Background
Symptoms burden in chronic rhinosinusitis (CRS) may be assessed by interviews or by means of validated tools such as the 22-item sinonasal outcome test (SNOT-22). However, when only total SNOT-22 scores are used, the pattern of symptom distribution and heterogeneity in patient symptoms is lost.
Objectives
To use a standardized symptom assessment tool (SNOT-22) on pre-operative symptoms to understand symptom heterogeneity in CRS and to aid in characterization of distinguishing clinical features between subgroups.
Methods
This was a retrospective review of ninety-seven surgical CRS patients. Symptom based clusters were derived based on presurgical SNOT-22 scores using unsupervised analysis and network graphs.
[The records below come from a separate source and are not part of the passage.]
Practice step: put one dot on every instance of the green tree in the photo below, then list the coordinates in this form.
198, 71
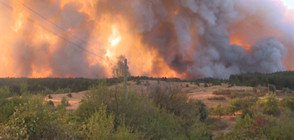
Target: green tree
270, 104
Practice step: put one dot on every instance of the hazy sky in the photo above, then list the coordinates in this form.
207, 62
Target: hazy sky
289, 3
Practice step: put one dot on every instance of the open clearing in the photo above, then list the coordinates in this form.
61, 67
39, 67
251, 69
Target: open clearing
193, 91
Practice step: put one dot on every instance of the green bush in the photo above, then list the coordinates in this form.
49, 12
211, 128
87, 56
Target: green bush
7, 107
217, 98
33, 120
64, 102
270, 104
143, 116
5, 92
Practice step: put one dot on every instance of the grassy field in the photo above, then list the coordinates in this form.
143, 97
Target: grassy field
155, 109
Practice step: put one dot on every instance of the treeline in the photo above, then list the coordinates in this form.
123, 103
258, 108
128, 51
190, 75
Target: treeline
280, 80
35, 85
50, 85
105, 114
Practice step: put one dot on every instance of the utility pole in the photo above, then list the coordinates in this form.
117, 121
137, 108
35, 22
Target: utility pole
125, 79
Comparison between clusters was performed for clinical and demographic parameters, post-surgical symptom scores, and presence or absence of a history of aspirin sensitivity.
Results
Unsupervised analysis reveals co-clustering of specific symptoms in the SNOT-22 tool. Using symptom based clustering; CRS patients were stratified into severe overall (mean total score 90.8), severe sinonasal (score of 62), moderate sinonasal (score 40), moderate non-sinonasal (score 37) and mild sinonasal clusters (score 16). The last 2 clusters were associated with lack of history of aspirin sensitivity. The first cluster had a rapid relapse in symptoms post-operatively and the last cluster demonstrated minimal symptomatic improvement after surgery
Conclusion
Symptom based clusters in chronic rhinosinusitis reveal a distinct grouping of symptom burden which may relate to aspirin sensitivity and treatment outcomes.